None of this is dramatic, but catching them early keeps the session calm.

Export tips

I don’t want to hunt for settings later. Two habits help.

File naming: In Save Image, I set a pattern with seed and model name in the filename. When a client asks for “version 3, same style, larger,” I can trace it.
Embedded workflow: ComfyUI writes the graph into PNG metadata. If I need to share or revisit, I load the PNG back into ComfyUI and the graph reconstructs. No extra notes needed.
JSON backups: I still export the workflow JSON when I change something structural. One tiny template per model family keeps things clean.

Small detail: I keep outputs in dated folders. It’s not fancy, but it’s the difference between “found it in 10 seconds” and “where did that go?”

Template download idea

I’ve been thinking about sharing a single ComfyUI Nano Banana Pro Workflow template with two tabs inside the graph: one sized for SD1.5, one for SDXL, same node order, same sane defaults.
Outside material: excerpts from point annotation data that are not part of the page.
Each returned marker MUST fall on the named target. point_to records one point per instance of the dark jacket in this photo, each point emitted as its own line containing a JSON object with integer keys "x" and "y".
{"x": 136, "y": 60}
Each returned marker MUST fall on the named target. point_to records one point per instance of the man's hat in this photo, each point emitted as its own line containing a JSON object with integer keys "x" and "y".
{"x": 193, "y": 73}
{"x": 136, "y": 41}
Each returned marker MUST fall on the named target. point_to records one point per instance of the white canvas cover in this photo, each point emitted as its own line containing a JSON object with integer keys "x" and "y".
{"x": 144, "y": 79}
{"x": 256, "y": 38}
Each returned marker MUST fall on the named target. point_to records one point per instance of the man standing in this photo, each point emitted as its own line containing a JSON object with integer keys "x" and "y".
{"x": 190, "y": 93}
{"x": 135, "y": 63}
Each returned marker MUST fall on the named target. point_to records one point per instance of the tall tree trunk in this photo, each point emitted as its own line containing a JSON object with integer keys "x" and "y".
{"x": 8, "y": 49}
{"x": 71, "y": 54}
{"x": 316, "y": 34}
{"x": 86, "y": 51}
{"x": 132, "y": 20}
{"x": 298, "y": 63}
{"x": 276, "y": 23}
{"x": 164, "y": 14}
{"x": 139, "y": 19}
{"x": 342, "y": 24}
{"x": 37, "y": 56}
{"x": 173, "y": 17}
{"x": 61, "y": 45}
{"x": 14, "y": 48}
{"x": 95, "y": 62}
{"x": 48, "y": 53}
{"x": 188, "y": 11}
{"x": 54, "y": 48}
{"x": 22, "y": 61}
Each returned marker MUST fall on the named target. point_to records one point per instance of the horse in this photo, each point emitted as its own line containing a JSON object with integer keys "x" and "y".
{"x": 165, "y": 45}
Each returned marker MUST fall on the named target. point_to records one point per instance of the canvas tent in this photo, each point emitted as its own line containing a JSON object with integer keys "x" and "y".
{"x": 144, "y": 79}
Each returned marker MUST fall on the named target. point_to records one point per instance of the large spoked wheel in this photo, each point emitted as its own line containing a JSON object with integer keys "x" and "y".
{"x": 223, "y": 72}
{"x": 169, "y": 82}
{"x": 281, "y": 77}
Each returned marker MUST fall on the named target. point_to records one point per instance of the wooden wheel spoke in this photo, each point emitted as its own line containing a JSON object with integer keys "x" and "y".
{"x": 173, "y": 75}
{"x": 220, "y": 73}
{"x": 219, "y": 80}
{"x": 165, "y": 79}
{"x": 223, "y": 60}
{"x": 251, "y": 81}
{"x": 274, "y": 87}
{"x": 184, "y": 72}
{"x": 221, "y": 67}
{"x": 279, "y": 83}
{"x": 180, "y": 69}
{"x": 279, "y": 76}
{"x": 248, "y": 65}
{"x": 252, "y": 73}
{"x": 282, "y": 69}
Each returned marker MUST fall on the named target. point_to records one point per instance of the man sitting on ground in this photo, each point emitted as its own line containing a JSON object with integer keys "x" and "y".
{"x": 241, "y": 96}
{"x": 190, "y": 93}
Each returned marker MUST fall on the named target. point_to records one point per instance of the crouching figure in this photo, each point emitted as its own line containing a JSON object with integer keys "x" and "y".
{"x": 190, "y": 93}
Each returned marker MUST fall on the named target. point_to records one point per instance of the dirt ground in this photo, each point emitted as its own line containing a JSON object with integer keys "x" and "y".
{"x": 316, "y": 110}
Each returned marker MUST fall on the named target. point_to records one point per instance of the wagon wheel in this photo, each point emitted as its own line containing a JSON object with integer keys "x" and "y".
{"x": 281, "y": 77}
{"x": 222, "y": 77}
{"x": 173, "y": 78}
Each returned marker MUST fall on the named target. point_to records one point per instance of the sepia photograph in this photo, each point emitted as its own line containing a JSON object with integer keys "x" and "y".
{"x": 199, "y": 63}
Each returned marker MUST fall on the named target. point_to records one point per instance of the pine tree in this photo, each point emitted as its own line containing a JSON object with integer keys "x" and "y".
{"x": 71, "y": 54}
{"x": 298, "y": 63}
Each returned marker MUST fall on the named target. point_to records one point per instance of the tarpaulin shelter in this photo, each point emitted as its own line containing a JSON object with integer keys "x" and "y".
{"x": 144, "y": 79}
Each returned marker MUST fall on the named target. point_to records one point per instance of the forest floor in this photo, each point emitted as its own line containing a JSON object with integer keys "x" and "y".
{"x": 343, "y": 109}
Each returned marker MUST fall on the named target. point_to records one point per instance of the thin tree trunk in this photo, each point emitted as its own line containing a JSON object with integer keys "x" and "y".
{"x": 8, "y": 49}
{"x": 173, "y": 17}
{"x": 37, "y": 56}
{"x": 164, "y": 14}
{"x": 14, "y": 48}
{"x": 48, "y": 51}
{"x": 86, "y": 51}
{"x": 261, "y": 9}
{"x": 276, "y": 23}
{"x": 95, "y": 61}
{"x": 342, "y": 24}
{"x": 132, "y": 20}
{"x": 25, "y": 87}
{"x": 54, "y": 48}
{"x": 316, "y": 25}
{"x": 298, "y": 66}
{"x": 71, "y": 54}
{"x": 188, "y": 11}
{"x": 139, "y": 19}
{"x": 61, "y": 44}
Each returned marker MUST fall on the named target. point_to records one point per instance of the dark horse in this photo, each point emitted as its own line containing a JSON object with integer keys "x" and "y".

You’d swap the checkpoint, set your prompt, and choose latent or image upscale.

It’s basically the graph I use now, quiet, labeled, and light enough to understand at a glance. And if you prefer heavier graphs with stylizers and refiners, that’s fair. I like seeing what changes when I move one dial.

I’ll keep trimming it. One small change at a time is still the fastest way I know to get to something I trust.